My colleague Amanda Jennings and I were part of the team that launched The O2. A fundamental part of our strategy then was to have the customer at the heart of everything. It was always about customer-centric thinking, which made retention more important than acquisition. We were constantly finding unique, aligned partners to innovate with, which has aided the ambitions of The O2’s owner, AEG Live – building long-lasting brand equity.
To determine a clear, purposeful value exchange and proposition, you need to establish how to create added value and then convey it through one clear proposition. Keep it fresh, innovative and relevant to your audience’s lives. Keep rebuilding. Develop highly creative propositions that excite and benefit all parties involved. Partnerships are unique and can present a clear reason to choose your brand. They can also deliver unequalled value, as proven by Waitrose’s Heston range. The supermarket’s customers can sample the chef’s culinary experiments at home without spending £1000 at The Fat Duck. Harness extreme brand value between sectors.

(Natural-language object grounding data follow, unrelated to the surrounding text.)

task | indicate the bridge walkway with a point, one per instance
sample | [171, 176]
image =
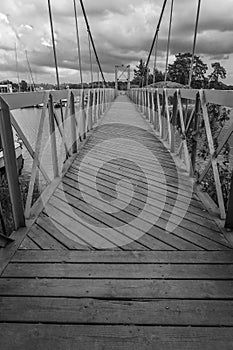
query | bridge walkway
[123, 255]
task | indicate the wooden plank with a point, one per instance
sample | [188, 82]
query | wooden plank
[169, 257]
[8, 145]
[116, 220]
[111, 178]
[28, 244]
[36, 159]
[158, 233]
[152, 211]
[120, 271]
[93, 311]
[62, 337]
[104, 230]
[118, 288]
[60, 233]
[213, 159]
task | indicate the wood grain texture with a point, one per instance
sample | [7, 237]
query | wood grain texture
[67, 288]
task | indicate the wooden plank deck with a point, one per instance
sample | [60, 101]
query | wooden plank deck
[123, 256]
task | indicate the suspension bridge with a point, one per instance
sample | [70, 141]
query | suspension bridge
[121, 249]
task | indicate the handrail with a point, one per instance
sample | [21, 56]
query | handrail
[79, 120]
[167, 110]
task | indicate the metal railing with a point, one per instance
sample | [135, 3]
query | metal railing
[71, 123]
[177, 116]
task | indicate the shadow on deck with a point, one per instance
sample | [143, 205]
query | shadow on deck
[123, 255]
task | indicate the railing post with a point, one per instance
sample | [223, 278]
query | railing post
[53, 137]
[73, 124]
[229, 214]
[93, 106]
[195, 129]
[10, 164]
[98, 103]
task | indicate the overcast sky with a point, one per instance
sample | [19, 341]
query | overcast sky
[122, 29]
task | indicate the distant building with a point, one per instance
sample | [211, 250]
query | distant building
[6, 88]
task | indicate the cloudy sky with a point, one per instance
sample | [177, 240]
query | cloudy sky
[122, 29]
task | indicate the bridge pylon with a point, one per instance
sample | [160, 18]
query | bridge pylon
[122, 73]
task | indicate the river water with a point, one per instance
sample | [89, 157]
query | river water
[28, 120]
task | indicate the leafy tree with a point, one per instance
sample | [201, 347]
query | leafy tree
[179, 70]
[218, 72]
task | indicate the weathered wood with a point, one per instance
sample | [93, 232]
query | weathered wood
[28, 243]
[115, 312]
[229, 216]
[43, 239]
[53, 137]
[36, 158]
[213, 159]
[120, 271]
[152, 210]
[169, 257]
[118, 288]
[73, 124]
[10, 164]
[109, 337]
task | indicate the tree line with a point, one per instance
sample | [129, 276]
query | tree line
[179, 70]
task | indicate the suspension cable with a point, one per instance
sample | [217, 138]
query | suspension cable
[156, 32]
[78, 44]
[90, 56]
[155, 58]
[53, 42]
[194, 43]
[92, 41]
[168, 41]
[30, 70]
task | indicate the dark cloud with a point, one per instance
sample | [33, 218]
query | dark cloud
[122, 31]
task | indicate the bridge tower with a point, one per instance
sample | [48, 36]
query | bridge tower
[122, 73]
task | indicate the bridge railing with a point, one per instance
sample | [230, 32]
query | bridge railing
[59, 133]
[196, 125]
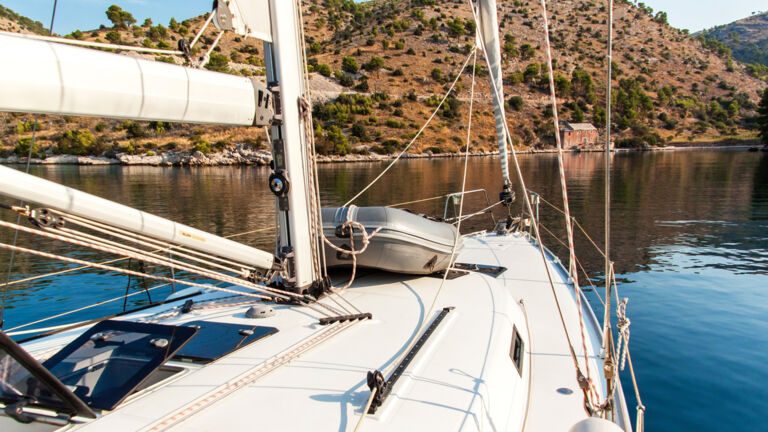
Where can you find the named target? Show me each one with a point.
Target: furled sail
(249, 18)
(488, 24)
(18, 185)
(51, 78)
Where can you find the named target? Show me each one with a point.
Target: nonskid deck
(462, 379)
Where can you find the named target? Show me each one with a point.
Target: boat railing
(453, 198)
(535, 200)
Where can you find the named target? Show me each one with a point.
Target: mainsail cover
(249, 18)
(488, 25)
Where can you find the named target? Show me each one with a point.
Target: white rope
(207, 56)
(623, 328)
(202, 29)
(451, 262)
(93, 44)
(418, 134)
(351, 225)
(534, 222)
(144, 291)
(125, 271)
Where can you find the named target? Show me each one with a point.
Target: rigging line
(118, 251)
(145, 240)
(607, 151)
(96, 239)
(21, 203)
(125, 271)
(111, 261)
(90, 44)
(208, 274)
(418, 134)
(578, 225)
(586, 275)
(433, 198)
(103, 302)
(572, 268)
(461, 210)
(535, 224)
(451, 261)
(207, 57)
(207, 22)
(486, 210)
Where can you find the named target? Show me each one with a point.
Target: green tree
(119, 17)
(456, 28)
(374, 64)
(218, 63)
(323, 69)
(762, 117)
(527, 51)
(531, 72)
(349, 64)
(437, 75)
(79, 142)
(113, 36)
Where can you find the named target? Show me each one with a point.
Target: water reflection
(689, 240)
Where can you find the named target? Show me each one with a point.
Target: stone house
(579, 135)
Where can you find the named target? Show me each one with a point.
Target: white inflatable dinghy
(406, 243)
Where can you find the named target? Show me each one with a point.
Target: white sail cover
(249, 18)
(489, 32)
(26, 187)
(51, 78)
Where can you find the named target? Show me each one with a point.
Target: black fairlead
(375, 379)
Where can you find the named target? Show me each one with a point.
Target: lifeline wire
(418, 134)
(534, 223)
(452, 259)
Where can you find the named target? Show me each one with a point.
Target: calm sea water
(690, 242)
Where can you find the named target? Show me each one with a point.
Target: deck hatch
(516, 350)
(24, 380)
(215, 340)
(106, 363)
(376, 378)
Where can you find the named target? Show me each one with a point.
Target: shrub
(134, 130)
(516, 103)
(218, 63)
(437, 75)
(323, 69)
(202, 146)
(78, 142)
(113, 36)
(22, 149)
(359, 131)
(349, 64)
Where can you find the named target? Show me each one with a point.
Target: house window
(516, 350)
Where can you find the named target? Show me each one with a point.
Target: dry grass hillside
(379, 68)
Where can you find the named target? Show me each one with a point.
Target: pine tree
(762, 117)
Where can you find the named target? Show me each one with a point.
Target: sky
(71, 15)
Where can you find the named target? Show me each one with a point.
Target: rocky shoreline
(247, 157)
(229, 157)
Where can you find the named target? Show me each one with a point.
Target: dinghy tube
(406, 243)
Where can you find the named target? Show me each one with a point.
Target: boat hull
(404, 243)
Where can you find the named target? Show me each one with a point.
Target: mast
(489, 32)
(291, 178)
(607, 155)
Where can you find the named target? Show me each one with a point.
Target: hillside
(747, 38)
(10, 21)
(379, 67)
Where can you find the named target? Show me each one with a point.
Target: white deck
(463, 379)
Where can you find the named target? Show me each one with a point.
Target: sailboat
(448, 331)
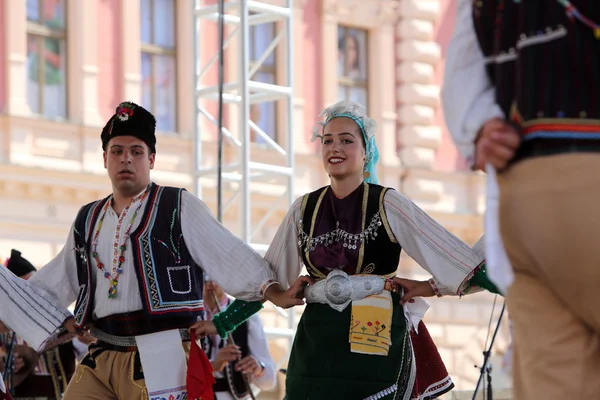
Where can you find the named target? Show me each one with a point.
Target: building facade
(66, 64)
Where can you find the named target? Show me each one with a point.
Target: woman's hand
(288, 298)
(413, 289)
(203, 328)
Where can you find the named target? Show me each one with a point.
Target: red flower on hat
(125, 111)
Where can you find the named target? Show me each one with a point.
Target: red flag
(200, 379)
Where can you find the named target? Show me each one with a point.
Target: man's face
(128, 162)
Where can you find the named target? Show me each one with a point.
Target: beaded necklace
(118, 250)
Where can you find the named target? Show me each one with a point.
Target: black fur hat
(18, 265)
(131, 119)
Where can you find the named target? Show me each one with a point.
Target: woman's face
(342, 149)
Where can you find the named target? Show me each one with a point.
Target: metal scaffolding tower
(243, 177)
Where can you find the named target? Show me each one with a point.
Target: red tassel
(199, 380)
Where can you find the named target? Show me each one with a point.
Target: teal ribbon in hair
(371, 150)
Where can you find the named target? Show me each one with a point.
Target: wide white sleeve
(59, 276)
(257, 342)
(29, 310)
(449, 260)
(283, 254)
(468, 96)
(233, 265)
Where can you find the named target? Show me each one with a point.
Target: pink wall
(447, 157)
(109, 57)
(2, 58)
(308, 59)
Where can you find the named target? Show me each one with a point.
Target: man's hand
(225, 355)
(414, 289)
(203, 328)
(249, 366)
(291, 297)
(496, 144)
(71, 327)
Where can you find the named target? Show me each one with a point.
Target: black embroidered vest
(169, 280)
(379, 251)
(545, 67)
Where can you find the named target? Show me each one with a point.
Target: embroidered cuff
(233, 316)
(435, 288)
(265, 286)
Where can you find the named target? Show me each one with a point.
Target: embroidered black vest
(545, 67)
(233, 381)
(169, 280)
(379, 251)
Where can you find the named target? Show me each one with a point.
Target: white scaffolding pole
(243, 175)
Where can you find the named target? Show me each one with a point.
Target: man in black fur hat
(521, 100)
(134, 262)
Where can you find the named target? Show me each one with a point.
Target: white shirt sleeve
(59, 276)
(29, 310)
(449, 260)
(283, 254)
(468, 96)
(257, 342)
(233, 265)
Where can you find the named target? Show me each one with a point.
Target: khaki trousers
(113, 377)
(550, 225)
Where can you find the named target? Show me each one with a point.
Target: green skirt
(321, 365)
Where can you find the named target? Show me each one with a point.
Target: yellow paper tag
(370, 325)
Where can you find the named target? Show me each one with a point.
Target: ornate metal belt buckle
(339, 289)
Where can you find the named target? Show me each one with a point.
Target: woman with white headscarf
(361, 334)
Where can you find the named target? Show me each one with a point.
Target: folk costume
(251, 339)
(366, 345)
(47, 374)
(536, 65)
(137, 280)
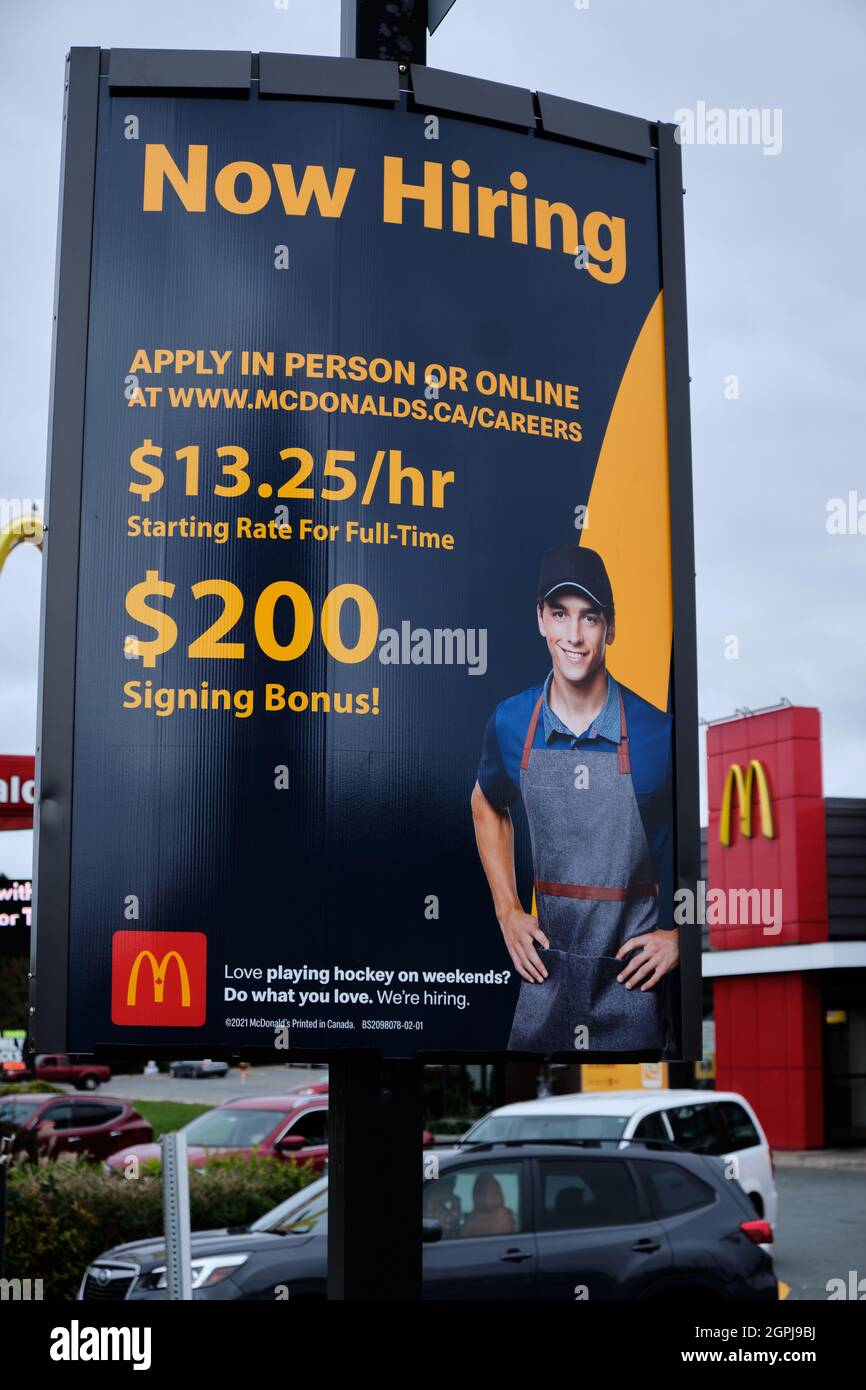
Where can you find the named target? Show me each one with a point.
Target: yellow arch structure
(744, 798)
(24, 528)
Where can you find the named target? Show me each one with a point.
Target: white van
(719, 1123)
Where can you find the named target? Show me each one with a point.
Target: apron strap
(527, 745)
(591, 893)
(623, 759)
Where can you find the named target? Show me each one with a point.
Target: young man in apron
(592, 762)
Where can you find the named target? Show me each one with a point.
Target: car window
(496, 1129)
(313, 1126)
(737, 1129)
(583, 1193)
(61, 1116)
(695, 1127)
(231, 1127)
(676, 1190)
(18, 1111)
(93, 1112)
(291, 1205)
(652, 1126)
(300, 1218)
(478, 1200)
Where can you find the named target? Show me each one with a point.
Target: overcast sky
(776, 298)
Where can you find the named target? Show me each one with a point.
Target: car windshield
(231, 1127)
(17, 1109)
(496, 1129)
(299, 1215)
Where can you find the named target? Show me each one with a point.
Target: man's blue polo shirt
(649, 748)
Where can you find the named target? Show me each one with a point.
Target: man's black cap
(574, 567)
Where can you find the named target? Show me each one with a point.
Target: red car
(280, 1126)
(84, 1076)
(75, 1123)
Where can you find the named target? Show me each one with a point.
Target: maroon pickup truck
(56, 1066)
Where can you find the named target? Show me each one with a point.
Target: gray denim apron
(594, 890)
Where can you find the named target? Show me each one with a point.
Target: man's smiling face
(576, 633)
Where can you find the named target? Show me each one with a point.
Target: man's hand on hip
(659, 952)
(520, 933)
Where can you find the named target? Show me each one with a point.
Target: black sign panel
(339, 774)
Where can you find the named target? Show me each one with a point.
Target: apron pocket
(584, 993)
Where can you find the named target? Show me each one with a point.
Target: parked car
(203, 1068)
(281, 1126)
(57, 1066)
(54, 1125)
(11, 1069)
(520, 1221)
(719, 1123)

Consider your working practices. Working together on a neutral, cloud-based platform such as Google Apps can enable cross-company productivity and real-time collaboration. Share thoughts in documents that can be authorised and edited; video calls can negate the issue of office distance.
Understand the potential ROI and share your expectations early. Short-, medium- and long-term brand partnerships deliver different sets of results related to your commercial objectives. Each partner will be an expert in their brand. You should be able to add rigour to your goal planning. Don’t underestimate the power of reach, sentiment and engagement if you’re planning a longer-term partnership – be prepared to put soft measures in place and share the growth ambitions of the programme.
Stop, collaborate and listen
Follow the wise words of marketing expert Vanilla Ice – stop. Don’t let your competitors overtake you through partnerships. Collaboration is the key to boost your brand and its usefulness in people’s lives. Listening to potential partners’ goals and consumers provides the key to creating a partnership that will lead to both loving you forever.